The Group has defined benefit pension schemes in the UK, Ireland and Germany. All these schemes are now closed to new entrants. Elsewhere (including the replacement schemes in the UK and Ireland), the schemes are defined contribution.
During the latter part of the prior year and first half of this year, the Group consulted with UK based employees over changes designed to improve the sustainability of the UK defined benefit pension scheme. These included changes in the Group’s future approach to early retirement, a restriction on the amount of base pay that can be considered pensionable for defined benefit purposes, and a life expectancy risk sharing mechanism to share the uncertain future costs of improving life expectancy between the Group and the active members. These changes resulted in an accounting benefit of £17.5m.
In the second half of the year, the headcount in the UK was reduced as a result of cost reduction actions taken in the business.
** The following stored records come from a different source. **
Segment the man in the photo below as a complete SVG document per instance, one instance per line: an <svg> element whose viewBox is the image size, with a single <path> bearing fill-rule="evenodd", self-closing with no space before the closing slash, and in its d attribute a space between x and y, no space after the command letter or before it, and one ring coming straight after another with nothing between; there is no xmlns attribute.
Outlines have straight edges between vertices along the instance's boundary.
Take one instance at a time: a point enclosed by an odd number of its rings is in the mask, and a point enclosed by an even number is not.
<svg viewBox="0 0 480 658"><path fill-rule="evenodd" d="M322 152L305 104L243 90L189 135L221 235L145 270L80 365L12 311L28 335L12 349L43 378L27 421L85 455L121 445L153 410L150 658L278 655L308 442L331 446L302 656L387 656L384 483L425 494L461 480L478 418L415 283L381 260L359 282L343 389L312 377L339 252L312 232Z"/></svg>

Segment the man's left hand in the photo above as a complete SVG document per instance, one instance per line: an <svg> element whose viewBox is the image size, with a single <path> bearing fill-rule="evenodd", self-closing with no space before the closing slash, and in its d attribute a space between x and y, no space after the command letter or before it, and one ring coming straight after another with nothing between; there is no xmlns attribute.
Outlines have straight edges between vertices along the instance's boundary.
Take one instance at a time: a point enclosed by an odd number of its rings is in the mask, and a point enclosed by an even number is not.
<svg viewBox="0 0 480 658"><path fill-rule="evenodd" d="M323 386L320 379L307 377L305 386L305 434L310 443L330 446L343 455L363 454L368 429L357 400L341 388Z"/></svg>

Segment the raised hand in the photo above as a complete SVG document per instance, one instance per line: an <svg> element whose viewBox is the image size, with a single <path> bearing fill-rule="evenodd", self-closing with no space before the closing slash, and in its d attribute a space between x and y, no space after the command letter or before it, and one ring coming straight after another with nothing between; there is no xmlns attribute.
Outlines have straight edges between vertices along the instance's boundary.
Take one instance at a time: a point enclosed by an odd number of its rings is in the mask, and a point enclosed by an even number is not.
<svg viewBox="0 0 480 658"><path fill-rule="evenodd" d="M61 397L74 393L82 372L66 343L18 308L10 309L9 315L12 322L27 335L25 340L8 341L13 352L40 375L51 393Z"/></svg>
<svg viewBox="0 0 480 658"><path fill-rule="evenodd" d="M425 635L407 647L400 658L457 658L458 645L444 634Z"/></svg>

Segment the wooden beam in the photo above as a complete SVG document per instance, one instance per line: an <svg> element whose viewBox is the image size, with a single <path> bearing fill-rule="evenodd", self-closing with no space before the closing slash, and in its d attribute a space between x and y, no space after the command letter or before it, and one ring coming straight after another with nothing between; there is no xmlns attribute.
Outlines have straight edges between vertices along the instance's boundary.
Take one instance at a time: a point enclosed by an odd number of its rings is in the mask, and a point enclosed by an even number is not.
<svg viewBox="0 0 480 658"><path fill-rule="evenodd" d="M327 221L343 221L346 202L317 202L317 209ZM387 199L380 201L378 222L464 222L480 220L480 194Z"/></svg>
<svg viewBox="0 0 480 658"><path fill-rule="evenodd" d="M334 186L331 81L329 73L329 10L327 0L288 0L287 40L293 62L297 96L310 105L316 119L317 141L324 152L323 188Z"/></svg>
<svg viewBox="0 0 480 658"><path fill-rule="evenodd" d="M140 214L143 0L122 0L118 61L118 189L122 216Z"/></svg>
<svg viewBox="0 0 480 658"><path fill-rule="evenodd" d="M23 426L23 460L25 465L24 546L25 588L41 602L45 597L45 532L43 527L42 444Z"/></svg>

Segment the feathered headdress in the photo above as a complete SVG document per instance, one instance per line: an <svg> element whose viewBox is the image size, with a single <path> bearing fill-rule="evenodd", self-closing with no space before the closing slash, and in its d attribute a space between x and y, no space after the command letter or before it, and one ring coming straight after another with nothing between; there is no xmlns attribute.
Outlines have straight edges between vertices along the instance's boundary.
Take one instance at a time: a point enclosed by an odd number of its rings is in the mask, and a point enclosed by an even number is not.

This has led to an accounting cost of £0.8m relating to the pension impact of the changes.
As a result of these two actions and their effects on the UK defined benefit pension scheme, a net non‑cash credit of £16.7m has been recognised in the Income Statement and excluded from headline profit.
The most recent valuation of the UK defined benefit scheme was carried out as at 31 March 2009. This disclosed a deficit of £6.3m before tax relief. The scheme was 97% funded on an accounting basis. The Group was not required to make any deficit recovery contributions to the pension scheme during the financial year, and does not anticipate any requirement to do so in the year ending 31 March 2010.
This deficit is £15.5m lower than at the previous year end due to lower expectations of long term inflation, higher discount rates, partially offset by the reduction in the value of the assets, together with benefit changes which improve the sustainability of the scheme.
Under IAS 19, the combined gross deficit of the Group’s defined benefit schemes was £16.9m at 31 March 2009.